Nadir è il primo album dove Steven usa il suo vero nome e rappresenta un punto di rottura verso il passato, raccontando un presente fatto di ansia e precarietà. Uscito per la PAN records, l’album è una raccolta di panorami urbani; Berlino, New York e Los Angeles non sono solo le location dov’è stato registrato il disco, ma diventano l’ambientazione dove si muove la musica di Warwick, che descrive la vita contemporanea nelle metropoli.

Le composizioni sono minimali, realizzate solo con una drum machine e un synth, ovunque c’e un senso di alienazione e malinconia e qua la voce baritonale di Warwick aiuta. “CTFO” e “Get It Together” non sono ricche di suoni ma di ombre, con versi come “Why so sad?/Don’t feel so bad/Get out of bed” o “Why you cry? / It’s always in the mood that you say.”

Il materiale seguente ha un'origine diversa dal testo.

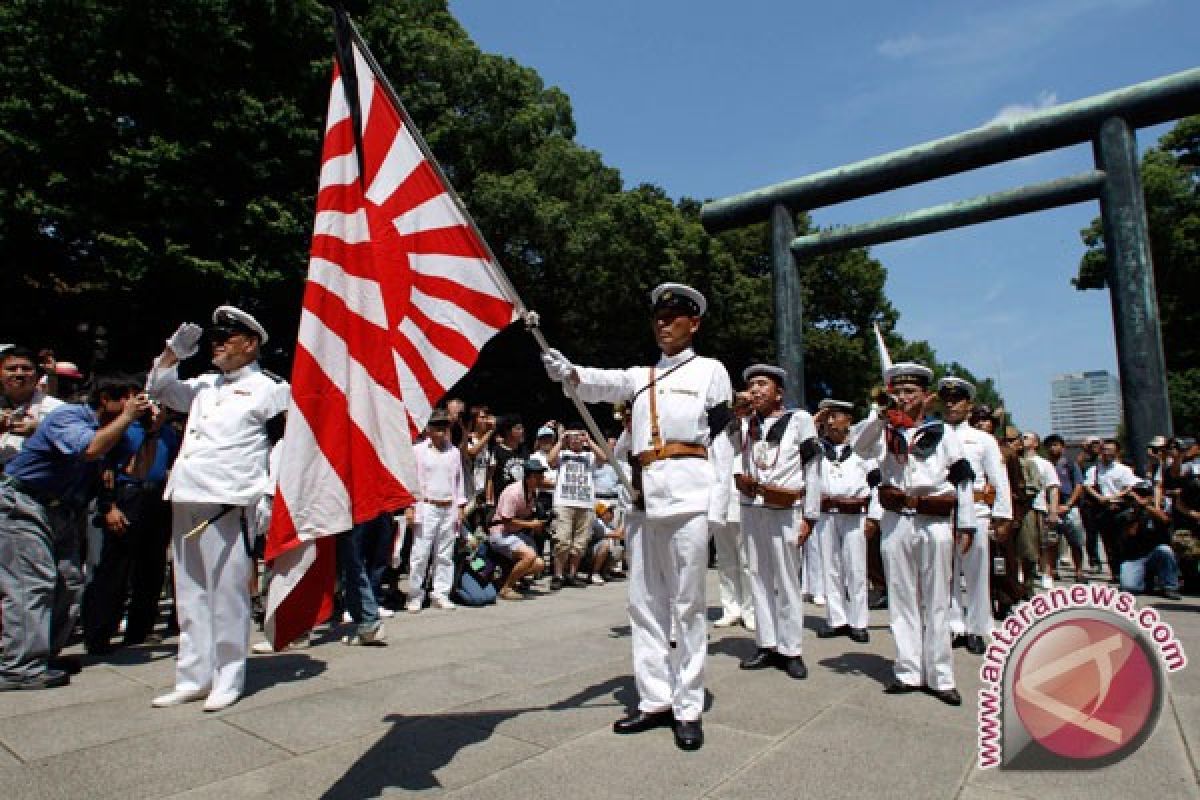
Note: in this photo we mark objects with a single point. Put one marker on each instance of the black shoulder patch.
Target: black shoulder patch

Il punto massimo di ansia è “Low Ceiling“ che crea un senso di soffocamento, con pattern scuri e ruvidi che si ripetono come un mantra, trasportandoti in un luogo dove non c’è abbastanza spazio per respirare, il battito accellera, le narici si dilatano, senza trovare ossigeno. In “Racetrack Playa” Steven si sposta dalla città in un lago prosciugato in California, trasmettendo la solitudine e quella sensazione di isolamento dal resto del mondo che ti fa riflettere sull’essere vivo quando intorno a te non c’è nulla. “The Mezzanine” torna a essere incentrata nelle metropoli e ancora nella alienazione mentre si sente dell’umorismo cinico in “Millennial Vague” che conclude l’album.

Steven Warwick avrà pure uno sguardo da duro ma Nadir fa percepire la sua sensibilità, diventando il nuovo punto di partenza della sua musica. Tra malinconia e alienazione ci sarà sicuramente qualcos’altro.